In general, COVID-19 statistics point to markedly low mortality among patients younger than 60. But is the protective effect of youth negatively affected by obesity? Researchers used the American Heart Association's COVID-19 Cardiovascular Disease Registry to examine the effect of obesity across different age groups on mortality, receipt of mechanical ventilation, or both.
The strongest association between BMI and death or mechanical ventilation was seen in participants aged 50 or younger. Stage III obesity was associated with excess risk for in-hospital death in those 50 or younger, but not in those older than 50. Crude mortality rates were 3.3% (Class I), 5.0% (Class II), and 8.3% (Class III) in patients aged ≤50.
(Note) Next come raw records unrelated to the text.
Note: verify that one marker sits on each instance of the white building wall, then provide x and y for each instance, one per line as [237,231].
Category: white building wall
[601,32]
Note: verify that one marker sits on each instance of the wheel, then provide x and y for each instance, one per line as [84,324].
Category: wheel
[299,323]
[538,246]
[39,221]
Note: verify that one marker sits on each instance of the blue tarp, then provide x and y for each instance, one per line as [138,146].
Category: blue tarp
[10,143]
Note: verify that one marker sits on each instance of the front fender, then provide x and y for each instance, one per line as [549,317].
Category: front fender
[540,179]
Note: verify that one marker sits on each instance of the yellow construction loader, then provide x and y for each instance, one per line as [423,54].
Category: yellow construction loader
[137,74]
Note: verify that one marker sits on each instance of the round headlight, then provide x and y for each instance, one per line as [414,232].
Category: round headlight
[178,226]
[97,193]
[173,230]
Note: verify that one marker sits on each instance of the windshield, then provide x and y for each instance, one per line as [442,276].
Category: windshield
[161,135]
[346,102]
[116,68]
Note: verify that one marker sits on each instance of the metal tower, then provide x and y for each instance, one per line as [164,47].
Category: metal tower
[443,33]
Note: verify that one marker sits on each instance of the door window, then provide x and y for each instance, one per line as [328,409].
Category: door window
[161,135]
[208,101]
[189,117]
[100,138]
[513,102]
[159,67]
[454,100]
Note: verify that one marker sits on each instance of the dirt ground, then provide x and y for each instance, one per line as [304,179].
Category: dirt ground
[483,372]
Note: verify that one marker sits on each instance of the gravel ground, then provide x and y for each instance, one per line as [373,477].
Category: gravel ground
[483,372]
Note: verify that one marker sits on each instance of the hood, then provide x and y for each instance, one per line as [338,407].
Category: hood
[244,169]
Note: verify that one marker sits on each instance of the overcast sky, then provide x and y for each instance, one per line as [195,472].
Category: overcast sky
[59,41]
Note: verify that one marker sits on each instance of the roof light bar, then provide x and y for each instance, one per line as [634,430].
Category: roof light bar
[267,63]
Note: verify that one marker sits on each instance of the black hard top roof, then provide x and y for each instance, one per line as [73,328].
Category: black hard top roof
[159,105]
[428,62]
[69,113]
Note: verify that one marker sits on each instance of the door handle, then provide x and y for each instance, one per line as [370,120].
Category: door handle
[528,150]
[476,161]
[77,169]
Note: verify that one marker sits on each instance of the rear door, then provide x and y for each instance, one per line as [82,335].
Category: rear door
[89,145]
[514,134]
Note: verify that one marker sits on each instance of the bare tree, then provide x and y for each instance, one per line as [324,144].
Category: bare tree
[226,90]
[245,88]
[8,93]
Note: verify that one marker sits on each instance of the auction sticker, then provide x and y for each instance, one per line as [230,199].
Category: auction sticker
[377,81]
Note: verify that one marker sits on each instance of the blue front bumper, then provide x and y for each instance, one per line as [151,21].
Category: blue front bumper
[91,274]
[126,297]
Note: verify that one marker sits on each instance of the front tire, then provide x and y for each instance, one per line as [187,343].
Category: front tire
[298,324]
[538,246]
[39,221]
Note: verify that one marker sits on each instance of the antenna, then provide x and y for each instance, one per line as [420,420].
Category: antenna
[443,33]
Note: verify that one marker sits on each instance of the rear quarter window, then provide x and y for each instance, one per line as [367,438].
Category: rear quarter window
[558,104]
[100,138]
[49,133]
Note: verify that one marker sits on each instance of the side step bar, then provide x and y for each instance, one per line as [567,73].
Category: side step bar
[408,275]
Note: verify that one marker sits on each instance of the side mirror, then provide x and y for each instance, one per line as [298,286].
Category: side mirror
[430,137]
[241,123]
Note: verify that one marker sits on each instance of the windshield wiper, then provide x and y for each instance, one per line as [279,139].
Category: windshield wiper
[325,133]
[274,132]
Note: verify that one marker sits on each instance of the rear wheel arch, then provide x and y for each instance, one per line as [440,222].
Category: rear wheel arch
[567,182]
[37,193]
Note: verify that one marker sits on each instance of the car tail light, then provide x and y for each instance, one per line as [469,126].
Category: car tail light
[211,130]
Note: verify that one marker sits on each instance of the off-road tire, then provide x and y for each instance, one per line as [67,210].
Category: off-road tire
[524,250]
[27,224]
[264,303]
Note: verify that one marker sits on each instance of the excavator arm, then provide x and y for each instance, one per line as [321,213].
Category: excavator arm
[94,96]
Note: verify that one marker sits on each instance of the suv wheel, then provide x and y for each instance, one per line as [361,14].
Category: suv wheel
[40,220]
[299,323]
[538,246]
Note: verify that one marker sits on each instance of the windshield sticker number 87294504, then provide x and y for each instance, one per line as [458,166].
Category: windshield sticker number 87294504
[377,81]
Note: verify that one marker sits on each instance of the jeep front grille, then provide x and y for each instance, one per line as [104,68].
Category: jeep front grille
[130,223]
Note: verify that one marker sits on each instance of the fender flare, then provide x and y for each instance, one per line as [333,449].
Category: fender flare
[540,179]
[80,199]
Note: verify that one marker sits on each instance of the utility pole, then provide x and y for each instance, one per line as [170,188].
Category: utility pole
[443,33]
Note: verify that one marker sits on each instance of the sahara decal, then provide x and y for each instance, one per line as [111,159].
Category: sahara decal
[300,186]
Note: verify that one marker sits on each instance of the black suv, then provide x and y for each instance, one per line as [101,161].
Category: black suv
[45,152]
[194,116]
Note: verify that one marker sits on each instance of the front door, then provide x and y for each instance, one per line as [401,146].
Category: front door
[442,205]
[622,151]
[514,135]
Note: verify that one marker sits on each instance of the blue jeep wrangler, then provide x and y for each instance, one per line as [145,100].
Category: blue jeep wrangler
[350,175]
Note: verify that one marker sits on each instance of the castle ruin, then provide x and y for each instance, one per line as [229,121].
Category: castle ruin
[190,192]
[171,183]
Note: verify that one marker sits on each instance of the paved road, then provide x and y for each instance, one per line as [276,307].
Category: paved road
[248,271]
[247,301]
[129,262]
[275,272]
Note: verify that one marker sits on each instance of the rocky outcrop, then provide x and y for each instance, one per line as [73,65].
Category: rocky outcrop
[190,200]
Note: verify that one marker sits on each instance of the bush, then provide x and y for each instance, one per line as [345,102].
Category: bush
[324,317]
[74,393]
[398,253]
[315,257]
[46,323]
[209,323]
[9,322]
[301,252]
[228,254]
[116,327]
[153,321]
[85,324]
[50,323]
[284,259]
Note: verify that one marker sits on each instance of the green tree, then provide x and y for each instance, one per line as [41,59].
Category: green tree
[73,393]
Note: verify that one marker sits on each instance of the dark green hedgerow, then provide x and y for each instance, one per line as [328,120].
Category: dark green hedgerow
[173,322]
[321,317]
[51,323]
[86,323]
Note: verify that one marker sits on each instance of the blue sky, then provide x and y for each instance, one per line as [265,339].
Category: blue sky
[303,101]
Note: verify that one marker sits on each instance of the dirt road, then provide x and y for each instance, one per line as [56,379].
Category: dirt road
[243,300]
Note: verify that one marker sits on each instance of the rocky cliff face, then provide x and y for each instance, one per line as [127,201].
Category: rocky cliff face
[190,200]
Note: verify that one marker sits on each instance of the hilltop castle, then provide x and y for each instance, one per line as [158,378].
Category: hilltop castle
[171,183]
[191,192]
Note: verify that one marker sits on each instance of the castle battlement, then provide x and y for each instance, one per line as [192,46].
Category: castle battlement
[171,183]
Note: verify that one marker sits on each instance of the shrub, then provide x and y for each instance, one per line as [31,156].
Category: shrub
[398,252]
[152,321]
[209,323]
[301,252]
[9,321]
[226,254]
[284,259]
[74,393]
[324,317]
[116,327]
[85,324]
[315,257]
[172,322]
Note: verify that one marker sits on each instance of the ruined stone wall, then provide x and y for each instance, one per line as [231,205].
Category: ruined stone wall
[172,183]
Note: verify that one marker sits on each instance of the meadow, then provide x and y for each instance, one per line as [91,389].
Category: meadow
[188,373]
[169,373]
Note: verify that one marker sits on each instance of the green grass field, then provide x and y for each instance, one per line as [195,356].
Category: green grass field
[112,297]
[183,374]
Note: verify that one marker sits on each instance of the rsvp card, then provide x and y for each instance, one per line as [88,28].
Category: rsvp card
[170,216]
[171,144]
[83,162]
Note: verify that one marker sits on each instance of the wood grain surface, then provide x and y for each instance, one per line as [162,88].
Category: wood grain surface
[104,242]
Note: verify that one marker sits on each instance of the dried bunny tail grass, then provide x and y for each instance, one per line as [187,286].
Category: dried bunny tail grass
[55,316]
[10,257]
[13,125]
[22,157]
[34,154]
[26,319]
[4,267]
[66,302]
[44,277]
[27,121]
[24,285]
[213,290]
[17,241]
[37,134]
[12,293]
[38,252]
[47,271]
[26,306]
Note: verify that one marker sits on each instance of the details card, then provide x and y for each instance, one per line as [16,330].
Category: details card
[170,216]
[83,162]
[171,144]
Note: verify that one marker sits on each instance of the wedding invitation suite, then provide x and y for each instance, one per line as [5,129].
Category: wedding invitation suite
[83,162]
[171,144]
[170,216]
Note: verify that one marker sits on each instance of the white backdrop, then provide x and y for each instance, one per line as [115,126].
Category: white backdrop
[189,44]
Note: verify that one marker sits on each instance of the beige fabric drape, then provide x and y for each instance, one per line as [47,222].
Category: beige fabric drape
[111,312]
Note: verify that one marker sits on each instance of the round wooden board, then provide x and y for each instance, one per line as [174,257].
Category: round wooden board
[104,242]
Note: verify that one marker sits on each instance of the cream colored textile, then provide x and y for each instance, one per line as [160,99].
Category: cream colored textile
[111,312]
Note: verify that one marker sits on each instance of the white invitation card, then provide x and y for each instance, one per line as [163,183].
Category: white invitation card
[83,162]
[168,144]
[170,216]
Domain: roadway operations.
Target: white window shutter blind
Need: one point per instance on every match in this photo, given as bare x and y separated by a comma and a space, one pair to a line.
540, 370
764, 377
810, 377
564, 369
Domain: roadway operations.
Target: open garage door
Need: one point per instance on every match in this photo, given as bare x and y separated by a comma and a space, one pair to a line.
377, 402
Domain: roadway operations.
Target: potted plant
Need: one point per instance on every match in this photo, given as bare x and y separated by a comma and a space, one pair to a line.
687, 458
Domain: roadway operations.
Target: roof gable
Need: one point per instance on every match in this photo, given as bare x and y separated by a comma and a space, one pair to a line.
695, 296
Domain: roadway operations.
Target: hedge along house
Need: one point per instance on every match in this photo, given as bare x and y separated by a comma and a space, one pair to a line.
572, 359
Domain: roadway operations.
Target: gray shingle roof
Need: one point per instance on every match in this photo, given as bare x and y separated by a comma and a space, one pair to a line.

This study confirms that obesity confers excess risk for hospitalisation, mechanical ventilation, and death from COVID-19 — and shows, for the first time, that the adverse effects of obesity on COVID-19 outcomes may be limited to people under 50 (rather than compounding such risks in older persons). The reasons are likely multifactorial, including comorbidities such as diabetes mellitus, hypertension, and cardiovascular disease, delays in seeking care, and even the possibility of adipocytes serving as viral reservoirs. These findings should serve not only as a wake-up call to younger obese patients, but also as a guidepost for vaccine allocation to high-risk groups.